ウォーカー氏のAKIチームは、エディ・キュー氏をはじめとする幹部が既に法廷で認めている「AIベースの検索こそが未来だ」という主張への対応策を構築している。Apple自身の取り組みは遅れていたが、状況は変わりつつある。
アップルは多方面から圧力に直面
検索に加え、AppleのAIへの取り組みは人材流出に苦しんでいる。先月、Appleの言語モデル構築を担うFoundation Modelsチームの上級メンバー4人が、Metaの新しいスーパーインテリジェンス研究所に移籍した。この中には、同チームの創設者であるRuoming Pang氏と、マルチモーダルAIの専門家が含まれている。Metaは、より高い報酬とより野心的なロードマップを提示したと報じられている。
これらの撤退は、Appleが自社モデルよりもサードパーティモデルへの依存度を高めている中で起きています。これにより、AppleのAI開発に対するコントロールが弱まり、開発の進捗が鈍化しています。一方、他社はより迅速に製品をリリースし、より多くの優秀な人材を獲得しています。

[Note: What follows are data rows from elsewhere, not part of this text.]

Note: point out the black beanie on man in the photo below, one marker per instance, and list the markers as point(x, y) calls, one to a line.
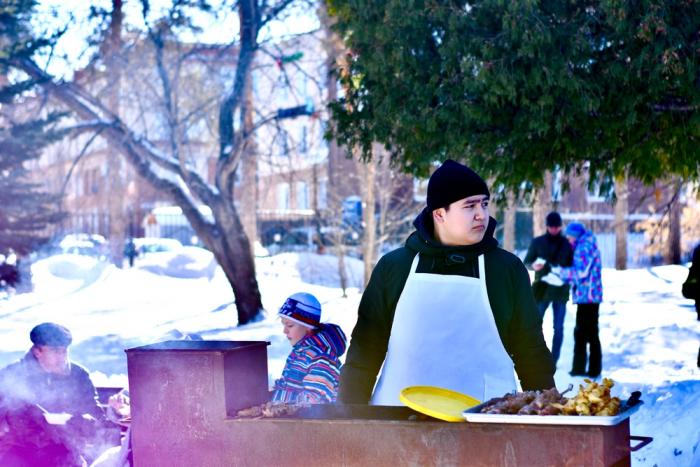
point(553, 219)
point(51, 334)
point(451, 182)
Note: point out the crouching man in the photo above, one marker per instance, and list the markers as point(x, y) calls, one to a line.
point(49, 413)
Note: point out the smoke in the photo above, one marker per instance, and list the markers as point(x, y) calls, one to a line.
point(33, 432)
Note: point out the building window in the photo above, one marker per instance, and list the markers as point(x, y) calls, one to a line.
point(283, 196)
point(302, 196)
point(322, 194)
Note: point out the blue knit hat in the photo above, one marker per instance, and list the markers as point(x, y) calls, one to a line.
point(302, 308)
point(575, 229)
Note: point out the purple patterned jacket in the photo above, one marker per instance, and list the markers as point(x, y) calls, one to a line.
point(585, 274)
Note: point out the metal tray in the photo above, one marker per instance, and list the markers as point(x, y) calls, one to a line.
point(473, 415)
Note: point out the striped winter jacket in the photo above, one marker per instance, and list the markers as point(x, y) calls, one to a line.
point(312, 370)
point(585, 274)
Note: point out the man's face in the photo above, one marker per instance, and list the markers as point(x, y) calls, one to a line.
point(294, 331)
point(553, 230)
point(52, 359)
point(464, 223)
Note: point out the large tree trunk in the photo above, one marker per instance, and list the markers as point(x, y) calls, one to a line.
point(509, 212)
point(542, 206)
point(233, 253)
point(369, 240)
point(673, 254)
point(621, 211)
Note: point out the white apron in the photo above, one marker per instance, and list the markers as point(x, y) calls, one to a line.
point(444, 334)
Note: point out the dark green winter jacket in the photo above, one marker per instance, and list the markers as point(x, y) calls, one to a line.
point(508, 288)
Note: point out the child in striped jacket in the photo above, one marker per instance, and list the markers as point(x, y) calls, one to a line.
point(312, 369)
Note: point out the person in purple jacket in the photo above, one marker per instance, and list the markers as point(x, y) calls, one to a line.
point(312, 369)
point(587, 291)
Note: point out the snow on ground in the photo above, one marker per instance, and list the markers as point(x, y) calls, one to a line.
point(649, 333)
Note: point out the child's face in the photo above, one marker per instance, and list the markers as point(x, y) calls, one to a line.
point(294, 331)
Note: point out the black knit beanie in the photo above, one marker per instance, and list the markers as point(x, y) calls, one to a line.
point(451, 182)
point(51, 334)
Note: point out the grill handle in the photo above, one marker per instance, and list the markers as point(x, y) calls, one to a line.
point(643, 441)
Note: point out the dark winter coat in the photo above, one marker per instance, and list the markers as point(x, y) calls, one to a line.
point(312, 369)
point(585, 275)
point(508, 287)
point(25, 391)
point(558, 252)
point(73, 393)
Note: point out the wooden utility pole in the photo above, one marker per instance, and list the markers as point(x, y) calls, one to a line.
point(509, 212)
point(542, 206)
point(116, 174)
point(621, 224)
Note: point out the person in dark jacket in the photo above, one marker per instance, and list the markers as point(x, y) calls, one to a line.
point(585, 276)
point(546, 251)
point(691, 286)
point(449, 309)
point(48, 405)
point(312, 369)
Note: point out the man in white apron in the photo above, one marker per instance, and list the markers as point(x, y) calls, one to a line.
point(449, 309)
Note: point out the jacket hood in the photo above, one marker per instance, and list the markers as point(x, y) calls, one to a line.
point(328, 338)
point(423, 241)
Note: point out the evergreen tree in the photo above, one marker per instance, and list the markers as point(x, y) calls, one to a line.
point(519, 88)
point(26, 208)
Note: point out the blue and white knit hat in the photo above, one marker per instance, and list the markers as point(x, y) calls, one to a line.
point(302, 308)
point(575, 229)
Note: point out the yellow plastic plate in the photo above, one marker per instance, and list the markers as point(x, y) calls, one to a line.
point(441, 403)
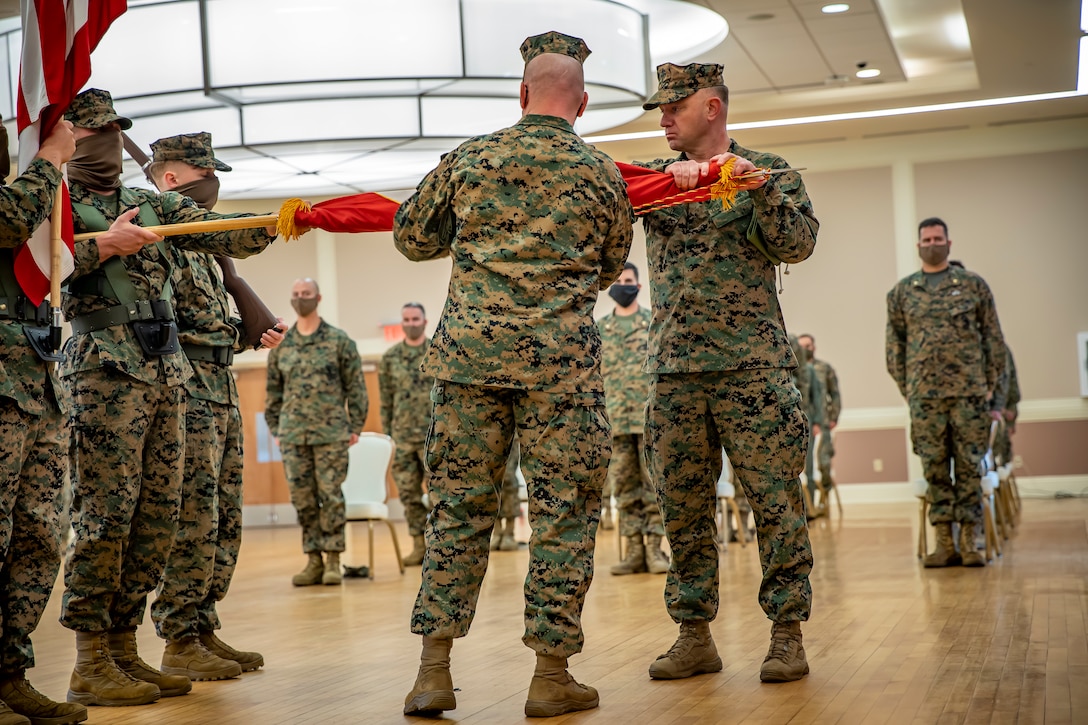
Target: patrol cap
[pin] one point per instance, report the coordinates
(554, 42)
(94, 109)
(678, 82)
(194, 149)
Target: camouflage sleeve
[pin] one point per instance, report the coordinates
(617, 247)
(784, 217)
(27, 201)
(895, 342)
(1013, 400)
(423, 225)
(86, 258)
(818, 416)
(833, 397)
(273, 392)
(993, 342)
(175, 209)
(385, 393)
(354, 385)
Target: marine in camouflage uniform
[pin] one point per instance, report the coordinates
(316, 404)
(536, 222)
(720, 363)
(623, 338)
(128, 407)
(201, 563)
(33, 444)
(832, 406)
(946, 352)
(406, 415)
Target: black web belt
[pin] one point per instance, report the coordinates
(217, 354)
(139, 310)
(21, 309)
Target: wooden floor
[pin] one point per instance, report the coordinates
(888, 641)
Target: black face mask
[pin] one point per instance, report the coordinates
(204, 191)
(623, 294)
(97, 161)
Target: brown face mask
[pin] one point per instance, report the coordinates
(934, 254)
(204, 191)
(304, 305)
(97, 160)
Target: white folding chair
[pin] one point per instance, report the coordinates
(365, 494)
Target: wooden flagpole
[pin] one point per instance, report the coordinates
(201, 226)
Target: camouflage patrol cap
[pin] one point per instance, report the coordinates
(194, 149)
(554, 42)
(678, 82)
(94, 109)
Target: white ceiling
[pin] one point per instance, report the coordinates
(786, 59)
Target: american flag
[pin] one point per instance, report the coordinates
(58, 39)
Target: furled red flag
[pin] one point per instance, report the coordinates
(58, 39)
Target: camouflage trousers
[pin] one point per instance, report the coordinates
(565, 446)
(635, 496)
(408, 474)
(209, 528)
(127, 452)
(950, 434)
(756, 416)
(509, 496)
(314, 476)
(33, 455)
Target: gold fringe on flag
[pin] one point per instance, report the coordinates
(285, 223)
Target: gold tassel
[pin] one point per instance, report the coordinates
(285, 224)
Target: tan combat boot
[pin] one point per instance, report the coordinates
(433, 691)
(508, 542)
(97, 679)
(693, 653)
(332, 574)
(946, 553)
(312, 573)
(635, 560)
(248, 661)
(9, 716)
(968, 550)
(34, 707)
(657, 561)
(123, 652)
(189, 658)
(415, 557)
(553, 691)
(786, 659)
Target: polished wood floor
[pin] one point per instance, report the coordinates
(888, 641)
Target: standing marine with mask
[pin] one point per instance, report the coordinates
(406, 415)
(209, 529)
(625, 335)
(946, 352)
(124, 373)
(316, 406)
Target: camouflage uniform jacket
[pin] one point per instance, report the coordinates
(714, 298)
(204, 318)
(946, 341)
(406, 392)
(623, 343)
(316, 390)
(829, 381)
(24, 205)
(536, 222)
(116, 347)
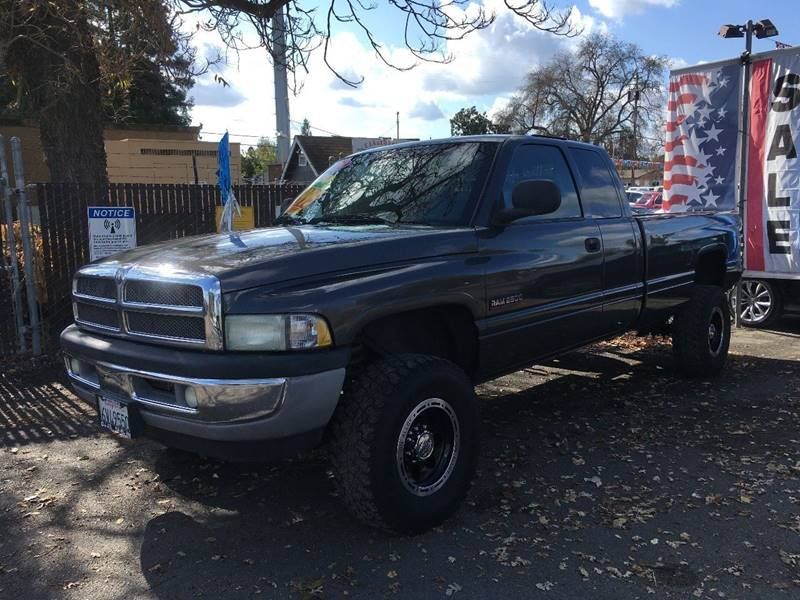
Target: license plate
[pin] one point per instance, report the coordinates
(114, 416)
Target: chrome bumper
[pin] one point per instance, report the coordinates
(215, 409)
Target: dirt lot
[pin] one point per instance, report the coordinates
(603, 475)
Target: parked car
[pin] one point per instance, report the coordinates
(399, 279)
(633, 196)
(650, 201)
(764, 301)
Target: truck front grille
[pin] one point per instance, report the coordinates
(117, 302)
(168, 326)
(99, 287)
(168, 294)
(98, 315)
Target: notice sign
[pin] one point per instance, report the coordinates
(112, 229)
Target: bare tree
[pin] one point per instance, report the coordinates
(603, 89)
(427, 26)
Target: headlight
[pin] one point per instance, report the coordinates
(276, 332)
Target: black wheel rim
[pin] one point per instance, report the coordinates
(756, 302)
(716, 331)
(428, 446)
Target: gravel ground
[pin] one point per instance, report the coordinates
(603, 475)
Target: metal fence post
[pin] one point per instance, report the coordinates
(8, 214)
(23, 210)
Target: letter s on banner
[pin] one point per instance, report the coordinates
(773, 174)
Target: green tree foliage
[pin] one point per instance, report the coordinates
(256, 158)
(147, 67)
(469, 121)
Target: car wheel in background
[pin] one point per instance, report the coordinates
(701, 333)
(761, 302)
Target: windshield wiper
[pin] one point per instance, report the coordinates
(285, 219)
(354, 219)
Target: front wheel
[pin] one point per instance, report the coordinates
(405, 442)
(761, 303)
(701, 333)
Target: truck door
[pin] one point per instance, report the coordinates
(543, 273)
(623, 257)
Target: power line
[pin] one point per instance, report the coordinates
(315, 128)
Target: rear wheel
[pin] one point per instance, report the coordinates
(701, 333)
(405, 442)
(761, 303)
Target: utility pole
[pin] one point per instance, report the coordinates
(635, 93)
(762, 29)
(281, 84)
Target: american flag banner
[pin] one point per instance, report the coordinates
(772, 212)
(702, 138)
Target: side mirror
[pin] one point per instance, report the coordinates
(531, 198)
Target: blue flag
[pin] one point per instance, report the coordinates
(224, 182)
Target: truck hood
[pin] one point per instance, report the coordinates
(275, 254)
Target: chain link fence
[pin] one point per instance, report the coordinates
(60, 236)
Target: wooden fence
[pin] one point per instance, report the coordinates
(163, 211)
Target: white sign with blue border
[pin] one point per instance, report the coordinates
(112, 229)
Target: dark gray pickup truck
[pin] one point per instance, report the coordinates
(394, 283)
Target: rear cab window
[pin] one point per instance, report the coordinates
(540, 161)
(598, 186)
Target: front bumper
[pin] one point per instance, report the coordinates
(196, 398)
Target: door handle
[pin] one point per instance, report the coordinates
(592, 244)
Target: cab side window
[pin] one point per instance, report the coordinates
(598, 189)
(532, 161)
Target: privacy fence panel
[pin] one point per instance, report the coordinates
(163, 212)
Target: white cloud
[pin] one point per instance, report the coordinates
(215, 94)
(617, 9)
(427, 111)
(488, 65)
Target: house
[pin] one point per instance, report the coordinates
(155, 154)
(311, 155)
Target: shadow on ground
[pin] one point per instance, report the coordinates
(602, 475)
(35, 407)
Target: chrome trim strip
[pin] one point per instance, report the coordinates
(127, 387)
(132, 333)
(96, 325)
(163, 309)
(100, 300)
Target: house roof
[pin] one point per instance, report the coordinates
(320, 150)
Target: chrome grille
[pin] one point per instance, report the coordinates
(178, 310)
(170, 294)
(170, 326)
(98, 315)
(100, 287)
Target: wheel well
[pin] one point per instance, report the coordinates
(447, 331)
(710, 268)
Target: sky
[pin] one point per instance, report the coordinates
(487, 66)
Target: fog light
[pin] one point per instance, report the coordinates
(190, 396)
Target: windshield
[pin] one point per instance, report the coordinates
(430, 184)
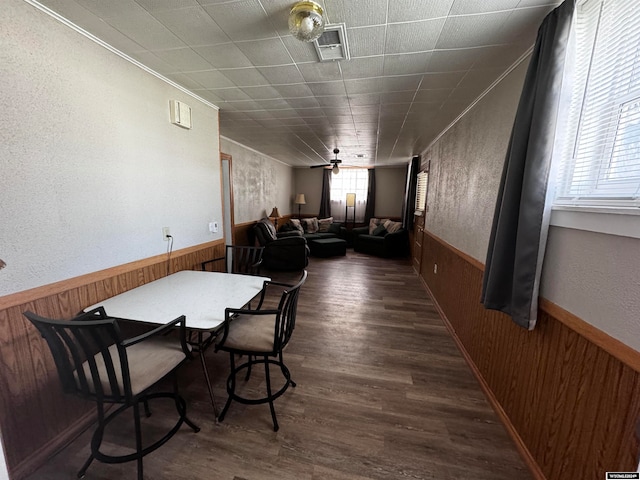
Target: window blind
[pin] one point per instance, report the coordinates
(421, 193)
(601, 165)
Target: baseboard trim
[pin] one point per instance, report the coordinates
(48, 450)
(493, 401)
(612, 346)
(55, 288)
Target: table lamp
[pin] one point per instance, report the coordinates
(300, 200)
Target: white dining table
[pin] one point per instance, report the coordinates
(201, 297)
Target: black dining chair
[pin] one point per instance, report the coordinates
(239, 259)
(95, 363)
(262, 335)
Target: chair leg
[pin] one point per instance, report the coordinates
(147, 410)
(231, 387)
(96, 440)
(136, 418)
(269, 395)
(181, 406)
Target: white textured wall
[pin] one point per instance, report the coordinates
(259, 183)
(91, 168)
(592, 275)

AppleのAIにおける次なる動きは、派手なチャットボットではないだろう。おそらく、システムに溶け込む、Apple流の特化型検索ツールになるだろう。ChatGPTの機能をすべて再現するわけではない。重要なのは、検索体験、収益、そしてAppleのウォールドガーデン内でユーザーが情報とどのようにインタラクションするかをコントロールすることだ。そして今、Appleはついにそれを自社で構築しようとしている。